Economia

4 razões para crer que a atual guerra comercial é só a "ponta do iceberg"

A face protecionista de Trump já havia sido mostrada em episódios anteriores, mas vem se intensificando e pode piorar; entenda o porquê

Iceberg em North Bay, na Antártida (Pete Bucktrout/AFP)

Iceberg em North Bay, na Antártida (Pete Bucktrout/AFP)

João Pedro Caleiro

João Pedro Caleiro

Publicado em 30 de março de 2018 às 08h00.

Última atualização em 30 de março de 2018 às 08h00.

São Paulo - "Guerras comerciais são boas, e fáceis de ganhar”.

O tuíte de Donald Trump no início de março veio acompanhado de ações: uma taxação extra sobre o aço e alumínio importados e, mais recentemente, novas tarifas sobre até US$ 60 bilhões em produtos chineses.

"A questão na mente de todo mundo é: isso é um cubo de gelo ou a ponta de um iceberg?", pergunta Ethan Harris, líder de pesquisa econômica do Bank of America Merrill Lynch, em nota recente para clientes.

Ele cita 4 motivos para acreditar que estamos diante da segunda opção. Veja a seguir:

1 - O ritmo dos anúncios

A face protecionista de Trump já havia sido mostrada em episódios anteriores, como a retirada americana da Parceira Transpacífico (TPP) e a renegociação do NAFTA (Tratado Norte-Americano de Livre Comércio), mas vem se intensificando.

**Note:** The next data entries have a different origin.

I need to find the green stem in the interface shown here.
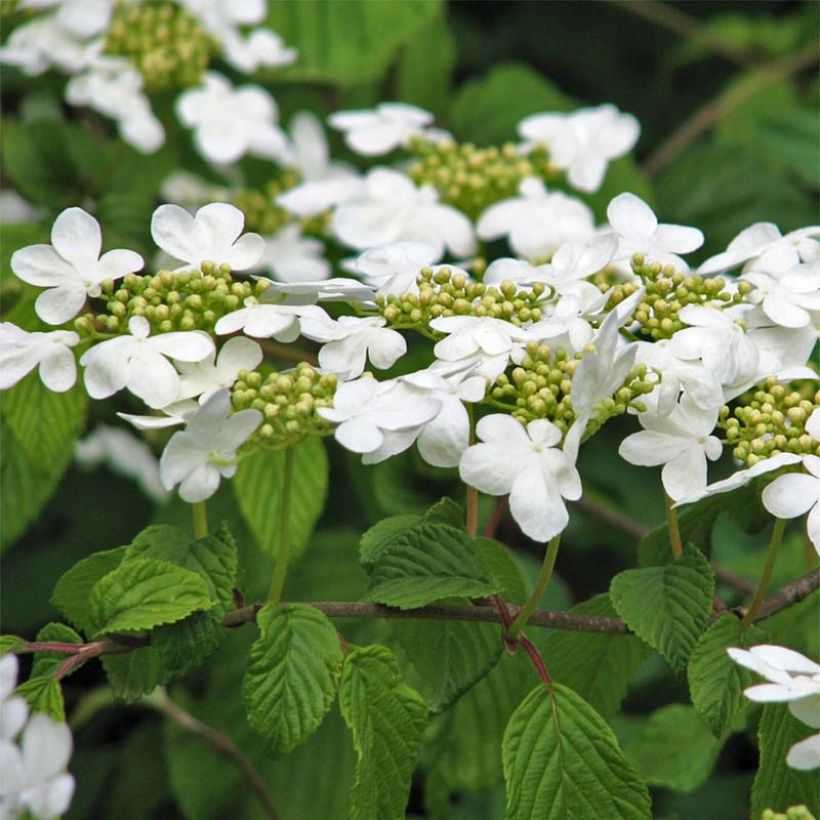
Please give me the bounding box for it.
[508,535,561,639]
[742,517,786,628]
[192,502,208,539]
[267,447,295,604]
[664,492,683,559]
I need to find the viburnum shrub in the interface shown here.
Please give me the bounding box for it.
[0,2,818,819]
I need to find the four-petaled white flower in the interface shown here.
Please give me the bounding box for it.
[344,241,441,297]
[160,389,262,502]
[0,323,80,392]
[728,644,820,771]
[477,178,595,259]
[329,103,436,156]
[214,299,325,342]
[80,316,214,408]
[299,314,406,379]
[11,207,143,325]
[252,224,330,283]
[176,72,291,165]
[742,259,820,330]
[331,168,475,257]
[460,415,582,542]
[177,336,263,403]
[518,104,640,193]
[761,455,820,555]
[151,203,264,272]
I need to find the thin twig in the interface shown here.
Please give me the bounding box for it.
[714,564,757,597]
[736,568,820,624]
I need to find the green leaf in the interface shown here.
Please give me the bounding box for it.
[339,645,428,820]
[502,684,651,820]
[243,603,343,756]
[476,538,529,602]
[16,676,65,721]
[687,615,768,737]
[0,636,25,656]
[624,704,722,792]
[234,437,328,560]
[365,523,499,609]
[31,623,83,678]
[752,703,820,819]
[152,611,224,678]
[611,544,715,672]
[265,0,439,86]
[88,558,212,637]
[359,514,421,570]
[543,594,652,717]
[51,546,128,635]
[424,497,464,529]
[102,647,168,703]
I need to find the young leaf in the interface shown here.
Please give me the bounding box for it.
[0,636,26,656]
[243,603,343,756]
[366,524,499,609]
[687,615,768,737]
[15,676,65,722]
[623,705,722,793]
[424,497,464,529]
[88,559,212,637]
[31,623,83,678]
[339,645,428,820]
[502,684,651,820]
[359,514,422,570]
[610,544,715,672]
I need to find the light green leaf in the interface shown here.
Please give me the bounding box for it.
[359,514,421,570]
[543,594,652,717]
[365,523,499,609]
[234,437,328,560]
[0,635,26,656]
[88,558,212,637]
[624,704,722,792]
[503,683,651,820]
[339,645,428,820]
[687,615,768,737]
[243,603,343,756]
[611,544,715,672]
[423,497,464,529]
[752,703,819,819]
[31,623,83,678]
[16,676,65,721]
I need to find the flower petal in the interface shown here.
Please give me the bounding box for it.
[762,473,819,519]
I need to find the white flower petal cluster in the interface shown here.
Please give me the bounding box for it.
[0,655,75,820]
[742,256,820,330]
[176,336,263,403]
[728,644,820,771]
[257,278,376,306]
[11,207,143,325]
[518,104,640,193]
[0,324,80,393]
[344,242,441,297]
[160,389,261,502]
[761,455,820,555]
[252,224,330,283]
[214,300,324,342]
[328,103,435,156]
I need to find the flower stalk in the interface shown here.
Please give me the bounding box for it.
[508,534,561,640]
[742,517,787,628]
[664,491,683,559]
[192,501,209,539]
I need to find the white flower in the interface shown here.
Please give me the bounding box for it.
[528,288,607,353]
[11,207,143,325]
[80,316,214,408]
[762,455,820,555]
[544,234,620,292]
[288,111,358,185]
[618,395,722,501]
[482,258,552,289]
[159,389,261,503]
[331,168,475,257]
[214,299,325,342]
[328,103,434,156]
[151,203,264,272]
[221,28,296,74]
[0,324,79,392]
[20,0,112,38]
[606,193,703,267]
[728,644,820,771]
[0,15,88,76]
[276,175,365,219]
[460,415,581,542]
[176,336,263,403]
[251,224,330,283]
[344,241,441,297]
[176,73,290,165]
[477,178,595,259]
[0,191,42,224]
[257,278,376,306]
[518,104,640,193]
[117,401,198,431]
[0,656,28,742]
[742,260,820,330]
[299,314,406,379]
[75,424,168,503]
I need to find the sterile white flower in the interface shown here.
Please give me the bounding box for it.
[728,644,820,771]
[257,278,376,306]
[528,286,613,353]
[331,168,475,257]
[606,193,704,267]
[545,234,620,291]
[482,258,552,289]
[477,178,595,259]
[176,73,290,165]
[761,455,820,555]
[808,408,820,440]
[276,175,365,219]
[288,111,358,185]
[460,415,582,542]
[329,103,435,156]
[20,0,112,38]
[0,656,28,742]
[221,28,296,74]
[518,104,640,193]
[0,14,89,76]
[11,207,143,325]
[0,324,79,392]
[117,400,198,431]
[159,389,261,503]
[742,260,820,329]
[214,299,325,342]
[176,336,263,403]
[80,316,214,408]
[344,241,441,297]
[299,314,406,379]
[252,224,330,283]
[151,203,264,272]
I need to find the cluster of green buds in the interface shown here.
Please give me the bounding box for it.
[232,172,302,236]
[74,263,268,337]
[407,137,558,219]
[719,377,820,466]
[104,0,214,93]
[379,267,547,330]
[231,362,337,447]
[761,806,816,820]
[629,254,749,341]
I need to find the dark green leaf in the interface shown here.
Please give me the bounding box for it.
[359,514,421,570]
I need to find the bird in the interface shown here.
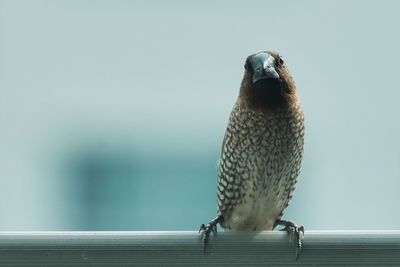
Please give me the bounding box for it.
[199,51,305,257]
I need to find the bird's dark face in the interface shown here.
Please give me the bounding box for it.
[239,51,296,110]
[245,52,280,83]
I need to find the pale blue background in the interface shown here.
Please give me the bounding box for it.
[0,0,399,230]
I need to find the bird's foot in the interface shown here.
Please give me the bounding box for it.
[198,214,223,254]
[276,219,304,260]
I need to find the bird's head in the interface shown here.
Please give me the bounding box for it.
[239,51,297,110]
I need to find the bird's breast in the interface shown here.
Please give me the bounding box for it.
[218,104,304,231]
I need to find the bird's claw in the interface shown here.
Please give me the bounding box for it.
[199,223,218,235]
[277,220,304,260]
[198,215,223,255]
[198,222,218,254]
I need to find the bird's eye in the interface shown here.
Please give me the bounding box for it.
[277,56,284,66]
[244,60,252,72]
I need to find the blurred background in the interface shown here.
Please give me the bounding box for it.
[0,0,399,231]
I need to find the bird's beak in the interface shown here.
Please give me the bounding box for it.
[250,53,280,83]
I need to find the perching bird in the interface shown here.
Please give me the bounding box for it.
[200,51,305,257]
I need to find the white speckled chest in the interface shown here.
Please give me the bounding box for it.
[217,102,304,231]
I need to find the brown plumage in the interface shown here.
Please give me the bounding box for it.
[239,51,298,112]
[200,50,305,254]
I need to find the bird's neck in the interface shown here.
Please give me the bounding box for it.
[238,92,297,114]
[238,79,297,112]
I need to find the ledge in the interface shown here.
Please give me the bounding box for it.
[0,231,399,266]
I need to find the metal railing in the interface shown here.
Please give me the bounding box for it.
[0,231,399,266]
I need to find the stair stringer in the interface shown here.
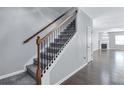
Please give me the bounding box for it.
[42,32,78,85]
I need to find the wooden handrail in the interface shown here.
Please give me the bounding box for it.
[39,12,77,43]
[23,7,76,44]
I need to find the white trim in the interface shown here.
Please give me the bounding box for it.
[108,48,124,51]
[0,70,25,80]
[0,58,30,80]
[88,60,93,63]
[55,62,90,85]
[93,49,99,52]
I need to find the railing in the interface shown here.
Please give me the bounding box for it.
[24,7,77,85]
[23,7,77,44]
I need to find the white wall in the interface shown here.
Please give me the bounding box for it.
[92,29,124,52]
[0,7,70,76]
[109,31,124,50]
[50,8,92,84]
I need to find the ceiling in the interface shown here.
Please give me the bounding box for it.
[81,7,124,32]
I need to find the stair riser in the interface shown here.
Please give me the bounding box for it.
[59,35,72,38]
[58,37,70,40]
[47,48,59,53]
[61,31,74,34]
[41,54,53,60]
[66,25,75,27]
[66,28,75,30]
[54,39,67,42]
[27,67,36,79]
[54,41,68,44]
[27,63,48,78]
[50,43,64,47]
[61,33,73,35]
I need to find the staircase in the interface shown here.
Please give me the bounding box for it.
[23,7,78,85]
[26,19,76,83]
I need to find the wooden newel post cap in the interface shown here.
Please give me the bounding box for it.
[36,36,41,45]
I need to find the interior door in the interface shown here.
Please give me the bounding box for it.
[87,26,93,62]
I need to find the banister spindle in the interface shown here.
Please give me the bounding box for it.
[36,36,42,85]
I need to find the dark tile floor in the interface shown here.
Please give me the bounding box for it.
[62,50,124,85]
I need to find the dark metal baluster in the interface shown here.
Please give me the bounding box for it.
[56,29,58,55]
[55,30,57,57]
[59,28,61,47]
[43,39,46,73]
[61,27,63,45]
[61,26,63,46]
[55,29,58,57]
[55,31,56,59]
[58,29,59,48]
[47,37,48,69]
[41,41,43,74]
[49,34,51,66]
[56,29,58,56]
[53,31,55,60]
[50,33,52,64]
[52,32,54,63]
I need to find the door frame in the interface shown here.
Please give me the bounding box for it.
[87,26,93,62]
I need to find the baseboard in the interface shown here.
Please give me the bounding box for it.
[93,49,99,52]
[108,48,124,51]
[55,62,89,85]
[88,59,93,63]
[0,70,25,80]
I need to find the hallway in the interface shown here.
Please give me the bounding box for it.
[62,50,124,85]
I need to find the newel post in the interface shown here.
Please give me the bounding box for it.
[36,36,42,85]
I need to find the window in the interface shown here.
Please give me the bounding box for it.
[115,35,124,45]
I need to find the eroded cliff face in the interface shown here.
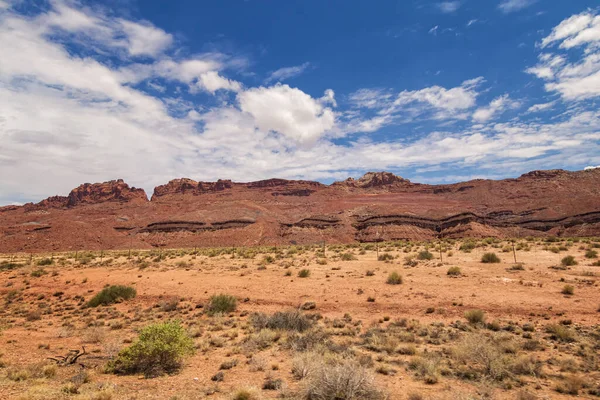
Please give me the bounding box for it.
[66,179,148,206]
[152,179,234,199]
[334,172,411,188]
[2,169,600,252]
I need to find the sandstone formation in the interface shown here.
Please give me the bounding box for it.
[1,169,599,252]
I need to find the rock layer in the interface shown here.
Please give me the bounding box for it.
[1,169,600,252]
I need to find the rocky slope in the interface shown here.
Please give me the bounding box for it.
[1,169,599,252]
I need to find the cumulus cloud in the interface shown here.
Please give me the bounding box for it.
[118,19,173,57]
[528,10,600,100]
[585,165,600,170]
[498,0,537,14]
[472,95,520,122]
[238,84,335,145]
[265,62,311,83]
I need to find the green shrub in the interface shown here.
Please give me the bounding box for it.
[377,253,394,261]
[561,284,574,295]
[465,309,486,324]
[87,285,136,307]
[585,250,598,259]
[561,255,577,267]
[417,251,433,261]
[340,253,357,261]
[298,269,311,278]
[447,266,461,276]
[36,258,54,266]
[207,294,237,315]
[481,253,500,263]
[107,321,194,377]
[459,241,476,253]
[30,268,47,277]
[386,272,403,285]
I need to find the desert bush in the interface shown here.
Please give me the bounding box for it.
[408,354,441,384]
[447,266,461,276]
[386,272,402,285]
[297,356,385,400]
[556,375,585,395]
[561,284,574,295]
[250,310,313,332]
[481,253,500,263]
[107,320,194,377]
[87,285,136,307]
[231,388,262,400]
[340,253,357,261]
[36,258,54,266]
[585,249,598,259]
[298,269,311,278]
[459,241,476,253]
[377,253,394,261]
[30,269,47,278]
[546,324,576,342]
[417,251,433,260]
[453,334,513,381]
[207,294,237,315]
[561,255,577,267]
[464,309,486,325]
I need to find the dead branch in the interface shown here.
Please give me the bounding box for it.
[48,346,87,367]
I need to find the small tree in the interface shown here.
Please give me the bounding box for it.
[107,321,194,377]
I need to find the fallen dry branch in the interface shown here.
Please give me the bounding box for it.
[48,346,87,367]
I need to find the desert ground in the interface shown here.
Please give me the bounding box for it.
[0,238,599,400]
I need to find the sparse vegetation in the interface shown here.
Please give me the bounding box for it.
[207,294,237,315]
[481,253,501,263]
[386,271,403,285]
[107,320,194,377]
[561,255,577,266]
[87,285,136,307]
[464,309,486,324]
[561,284,575,295]
[447,266,461,276]
[298,268,311,278]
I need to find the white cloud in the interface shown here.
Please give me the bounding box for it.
[473,95,520,122]
[118,19,173,57]
[467,19,478,27]
[349,88,393,109]
[196,71,242,94]
[528,10,600,101]
[237,84,336,145]
[437,2,461,13]
[429,25,439,35]
[498,0,537,14]
[527,101,556,113]
[585,165,600,170]
[540,12,598,48]
[266,62,310,83]
[395,81,480,111]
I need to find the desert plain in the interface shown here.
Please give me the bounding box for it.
[1,238,599,400]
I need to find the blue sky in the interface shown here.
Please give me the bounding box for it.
[0,0,599,204]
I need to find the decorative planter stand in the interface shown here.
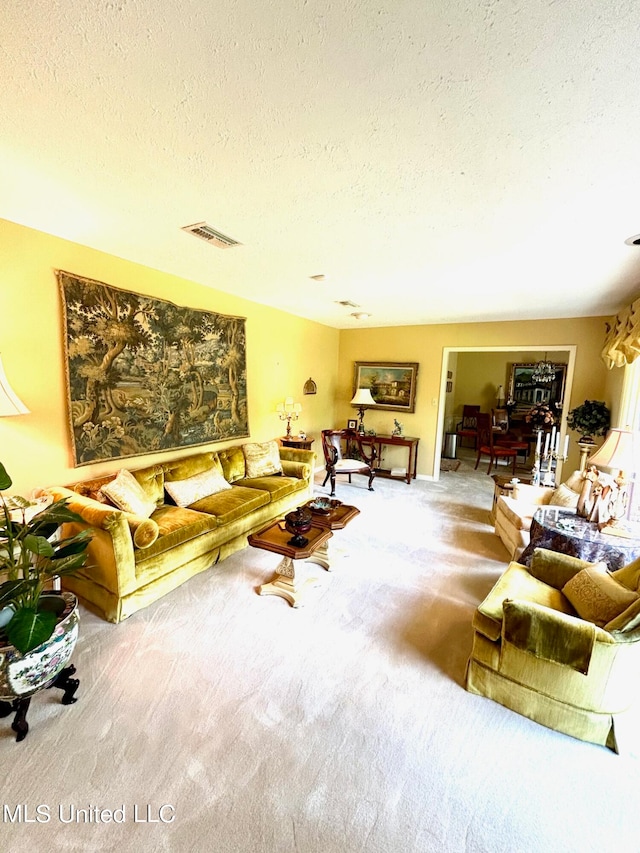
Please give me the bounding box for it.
[0,592,80,741]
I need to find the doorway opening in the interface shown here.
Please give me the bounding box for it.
[435,345,577,481]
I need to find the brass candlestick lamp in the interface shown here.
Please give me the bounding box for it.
[277,397,302,438]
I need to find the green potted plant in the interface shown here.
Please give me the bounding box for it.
[0,461,92,654]
[566,400,611,444]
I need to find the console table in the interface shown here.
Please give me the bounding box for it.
[360,434,419,485]
[519,507,640,570]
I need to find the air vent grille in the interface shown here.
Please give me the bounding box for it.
[181,222,241,249]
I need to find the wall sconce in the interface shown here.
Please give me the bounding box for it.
[303,377,317,395]
[277,397,302,438]
[350,387,376,433]
[0,355,29,417]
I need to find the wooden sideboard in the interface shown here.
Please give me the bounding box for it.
[360,434,420,485]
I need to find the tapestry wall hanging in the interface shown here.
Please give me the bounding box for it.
[57,271,249,466]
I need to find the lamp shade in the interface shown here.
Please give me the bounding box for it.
[588,429,637,473]
[0,355,29,416]
[350,388,376,407]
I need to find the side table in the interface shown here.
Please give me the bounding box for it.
[280,436,314,451]
[249,520,332,608]
[359,434,419,485]
[519,507,640,570]
[303,501,360,571]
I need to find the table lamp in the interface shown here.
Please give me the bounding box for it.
[350,388,376,433]
[0,355,29,417]
[276,397,302,438]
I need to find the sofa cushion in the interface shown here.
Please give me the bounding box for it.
[528,548,595,589]
[243,440,283,478]
[610,555,640,593]
[498,497,535,532]
[135,505,219,561]
[549,482,580,508]
[132,464,165,507]
[605,597,640,634]
[474,562,575,642]
[563,566,638,627]
[101,469,157,518]
[234,474,302,501]
[189,485,270,526]
[218,446,246,483]
[164,452,224,483]
[164,468,232,507]
[564,470,584,492]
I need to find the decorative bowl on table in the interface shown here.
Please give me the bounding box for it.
[284,507,313,547]
[307,497,341,515]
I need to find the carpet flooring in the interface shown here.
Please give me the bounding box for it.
[3,452,639,853]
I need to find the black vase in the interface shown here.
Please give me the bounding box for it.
[284,507,313,547]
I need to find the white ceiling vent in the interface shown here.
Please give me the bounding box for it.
[335,299,360,308]
[181,222,241,249]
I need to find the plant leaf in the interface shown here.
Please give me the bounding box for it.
[24,533,55,557]
[6,608,57,654]
[0,462,12,491]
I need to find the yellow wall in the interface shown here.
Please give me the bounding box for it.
[0,219,338,494]
[338,318,612,477]
[0,216,620,493]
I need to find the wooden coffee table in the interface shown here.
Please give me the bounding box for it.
[303,501,360,571]
[248,520,333,608]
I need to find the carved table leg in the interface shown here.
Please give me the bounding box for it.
[49,664,80,705]
[306,541,331,571]
[0,698,31,741]
[259,556,321,608]
[12,698,31,741]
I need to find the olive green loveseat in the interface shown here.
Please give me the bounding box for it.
[466,548,640,752]
[48,443,315,623]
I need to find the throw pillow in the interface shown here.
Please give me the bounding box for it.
[564,470,584,493]
[243,440,283,478]
[163,468,232,508]
[562,565,638,627]
[549,483,580,509]
[101,469,157,518]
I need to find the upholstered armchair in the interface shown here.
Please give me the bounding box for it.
[466,547,640,752]
[321,429,377,497]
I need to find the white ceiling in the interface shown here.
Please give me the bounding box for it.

"A tinta das tarifas sobre aço e alumínio mal havia secado e já havia reportagens na imprensa indicando que tarifas sobre importações eletrônicas viriam em muito breve", diz Harris

E quando foram definidas as novas restrições sobre a China, o tom oficial foi de que seria a “primeira de muitas” ações.

2 - As mudanças na equipe

A preocupação com uma possível guerra comercial vem desde a campanha, quando o único assessor acadêmico econômico de Trump era Peter Navarro, um notório crítico da China.

Após a eleição, Navarro assumiu o recém-criado Conselho Nacional de Comércio, mas tinha pouco poder em relação a Gary Cohn, ex-banqueiro de Wall Street e principal assessor econômico da Casa Branca.

Mas o equilíbrio mudou: com o anúncio das tarifas, Cohn renunciou e abriu espaço para uma trinca protecionista entre Navarro, Wilbur Ross, secretário do Comércio, e Robert Lightizer, representante de Comércio Exterior.

3 - Justificativas diferentes

Roubo de tecnologia, propriedade intelectual, empregos e segurança nacional: o arsenal retórico e legal da Casa Branca na área comercial vem incluindo uma série de justificativas.

"O uso de segurança nacional como justificativa para as tarifas de aço e alumínio é particularmente um grande passo porque pode ser aplicada a qualquer coisa que pareça machucar a economia", diz Harris.

Definir o que é segurança nacional é prerrogativa de cada país de acordo com a lei internacional, como o próprio presidente da Organização Mundial do Comércio (OMC), Roberto Azevêdo, já destacou.

4 - O pouco efeito

Um dos objetivos declarados de Trump é reduzir os déficits comerciais americanos: no caso da China, a meta é cortar em US$ 100 bilhões de dólares o déficit atual de US$ 375 bilhões.

    O problema é que aço e alumínio, por exemplo, corresponderam apenas a 5,1% das importações feitas pelos EUA da China em 2016, segundo o Banco Mundial, enquanto máquinas e produtos eletrônicos representaram 48%.

    Se Trump realmente quiser mexer com os chineses, precisaria mirar setores como de eletrônicos, brinquedos e têxteis.

    Mas nesse caso, esbarraria na realidade de que muitos dos produtos contabilizados neste valor (como o iPhone) são montados na China por empresas americanas dentro de uma rede de fabricação internacional.

    O risco é que na medida que as restrições não mostrem efeito claro, sirvam de desculpa para novas escaladas, em um efeito bola de neve.